What is Disaster Risk Reduction (DRR)?
In Disaster Risk Reduction (DRR) the disaster risk a community faces is assessed in a systematic, holistic way, and addressed wherever possible through activities that increase the resilience of those at risk. These actions may be things that: help to prevent disasters from happening (prevention), reduce the impact disasters have (mitigation), or prepare societies to deal with the effects of a disaster when they happen (preparedness).
What constitutes a disaster?
The combination of a hazardous event such as an earthquake, flood or drought and the community's resilience and infrastructure (or lack of it) come together to create a disaster. Of course some places are more prone to disasters than others – for example living on a flood plain or fault line will increase the risk. But adaptation, education and planning can greatly affect how much an emergency event impacts on people's lives.
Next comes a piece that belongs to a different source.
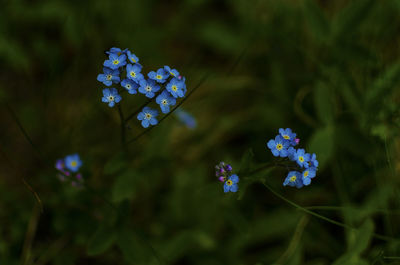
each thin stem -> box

Disaster Risk Reduction is about helping communities in places that are prone to disaster events be more able to avoid or withstand them. It may involve building in a way which is more able to withstand storms or earthquakes, or working with a community to build a strategy for what to do when an emergency occurs.
Disasters are increasing
Disasters affect a lot of people worldwide, and there are far more in any given year than the major ones we hear about in the news. Between 2000 and 2008, an average of 392 disasters occurred each year. Each year around 216 million people were affected and a total damage of over 90 billion British pounds (around 4 times the development aid of the European Union) was caused.
The last 35 years have shown a rising number of disaster events, as well as people affected and extent of damages. Current demographic shifts, climate change, environmental degradation and economic globalisation, mean it is expected that this rising trend will continue. Several of these are at a global level, and this is likely to have an impact on the scale of future disasters.
In general, poorer countries are most exposed to the risk of disasters, and least able to deal with the consequences. Often the most marginalised within those countries: the ultra-poor, women and children, are most affected.
While the humanitarian sector has become better at saving lives in the wake of a disaster, it is often not very good at saving livelihoods. Hazard events often have a huge negative impact on the lives of these people; their jobs and assets are destroyed, vital services disrupted, infrastructure damaged, and the environment people live in and depend on negatively affected.
Critical part of our work
CARE aims to achieve a profound, long-term, and wide benefit for all the communities with whom it works. In order to ensure this occurs in a large scale, ongoing, consistent fashion it is critical we include disaster risk and resilience building into all our work. For this reason CARE International has identified DRR as one of its priorities within its mandate regarding humanitarian assistance, reconstruction and development. DRR is in line with CARE's programming framework and principles of accountability and sustainability.